The Defense Advanced Research Projects Agency (DARPA) No Manning Required Ship (NOMARS) program has been conceived to build and test an uncrewed X-ship demonstrator designed to operate autonomously for extended periods without any human intervention or underway maintenance. Serco was last year selected to deliver Phase 2 of NOMARS ahead of a rival Gibbs & Cox team following completion of Phase 1B preliminary design activities.
Launched by DARPA’s Tactical Technology Office in 2020, NOMARS has been established to build and demonstrate a medium unmanned surface vessel (MUSV) that can go to sea and perform missions with unprecedented reliability and availability, while also carrying a significant payload. The intention is that the NOMARS vessel and sub-systems should be able to operate for missions lasting many months at a time with no manned interventions between yearly maintenance cycles.
According to DARPA, the program seeks to challenge the traditional naval architecture model by designing a ‘clean-sheet’ seaframe “with no provision, allowance, or expectation for humans at sea”.
“By removing the human element from all ship design considerations, the program intends to demonstrate significant advantages, to include size, cost, at-sea reliability, survivability to sea-state, and survivability to adversary actions such as stealth considerations and resistance to tampering.
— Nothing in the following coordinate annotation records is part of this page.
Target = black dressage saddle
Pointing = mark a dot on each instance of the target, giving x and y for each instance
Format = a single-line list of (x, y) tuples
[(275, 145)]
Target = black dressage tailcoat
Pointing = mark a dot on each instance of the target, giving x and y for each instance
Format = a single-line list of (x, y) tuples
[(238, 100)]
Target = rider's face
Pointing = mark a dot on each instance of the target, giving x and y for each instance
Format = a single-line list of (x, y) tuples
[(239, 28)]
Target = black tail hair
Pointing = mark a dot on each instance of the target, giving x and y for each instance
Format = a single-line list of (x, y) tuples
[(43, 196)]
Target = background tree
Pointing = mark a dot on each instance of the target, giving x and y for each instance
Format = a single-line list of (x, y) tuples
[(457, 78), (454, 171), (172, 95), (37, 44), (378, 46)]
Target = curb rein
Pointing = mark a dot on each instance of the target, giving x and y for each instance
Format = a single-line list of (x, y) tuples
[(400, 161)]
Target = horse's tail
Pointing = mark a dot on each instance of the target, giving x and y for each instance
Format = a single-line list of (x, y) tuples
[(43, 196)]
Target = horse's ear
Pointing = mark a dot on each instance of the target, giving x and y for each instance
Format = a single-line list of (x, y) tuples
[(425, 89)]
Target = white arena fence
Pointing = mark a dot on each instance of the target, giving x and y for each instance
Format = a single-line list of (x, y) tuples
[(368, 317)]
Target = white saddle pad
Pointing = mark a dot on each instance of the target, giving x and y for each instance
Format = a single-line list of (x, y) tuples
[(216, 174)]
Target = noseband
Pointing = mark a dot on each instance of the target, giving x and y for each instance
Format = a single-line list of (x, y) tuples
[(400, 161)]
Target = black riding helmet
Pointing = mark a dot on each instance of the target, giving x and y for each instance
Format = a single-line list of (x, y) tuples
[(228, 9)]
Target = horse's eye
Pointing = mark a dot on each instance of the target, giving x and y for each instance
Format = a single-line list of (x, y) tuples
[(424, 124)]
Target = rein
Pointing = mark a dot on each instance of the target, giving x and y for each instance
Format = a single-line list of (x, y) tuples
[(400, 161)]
The program also will strive for greater hydrodynamic efficiency via hull optimization without requirements for crew safety or comfort.”
DARPA
Serco’s Phase 2 contract, worth up to $68.5 million if all options are exercised, was announced by DARPA in August 2022. The company’s NOMARS solution, named Defiant, is a 210-tonne MUSV-class design: renders released by DARPA and Serco show Defiant to be a slender monohull with a prominent arch-mast structure amidships. The design will integrate distributed hybrid power generation, podded propulsors, and high-capacity batteries.
The Serco team is led by the company’s Marine Engineering Operations division, which brings resident naval architecture and marine engineering expertise from the acquisition of the Naval Systems Business Unit of Alion Science and Technology Corporation in 2019. This same business has its heritage in John J. McMullen and Associates (JJMA), which was acquired by Alion in 2005.
Serco’s team also includes Submergence Group (a pioneer in USV control and autonomy through extensive development and testing of IBM’s Mayflower Autonomous Ship) and Metron (developer of a smart health monitoring system that acts as a ‘digital chief engineer’ responsible for monitoring, maintaining, and optimizing vessel health over long duration voyages). Construction of Defiant will be undertaken by Nichols Brothers Boat Builders located in Freeland, Washington; other members of the industry alliance include Beier Integrated Systems, Caterpillar Marine, DRS Naval Power Systems, Thrustmaster of Texas, and Integer Technologies.
MUSVs are being considered by the US Navy as long-range ISR platforms to extending the ‘sensor horizon’ of larger manned combatants into contested or high-threat areas without risking the lives of crews. The NOMARS Defiant platform has been designed to drastically decrease the navy’s cost per mission hour with a reduced platform size, lower maintenance costs, and extended time on station.
The Defiant design was developed by Serco using a proprietary Design Space Exploration (DSX) toolset that enabled the company to evaluate spaces with a variety of parameters, and output multiple of ship designs to meet a diverse set of performance objectives and constraints. Serco used the DSX tool to iterate a series of ship designs, subsequently refining these to finalise its Defiant concept.
To achieve the very high levels of reliability demanded by the NOMARS program, Serco has adopted a philosophy of graceful degradation in order that there is sufficient system-level redundancy to tolerate system casualties over time and still meet full system requirements. For example, the major system components of the Defiant design are modularised, so repairs can be conducted with equipment typically found in yacht yards worldwide. This maintenance philosophy also supports a rapid turnaround. NOMARS Phase 2 is planned to culminate with a final three-month at-sea demonstration event, currently planned for late 2024/early 2025. It is anticipated that the Defiant X-ship demonstrator will subsequently join other MUSVs under evaluation by the US Navy for fleet operations.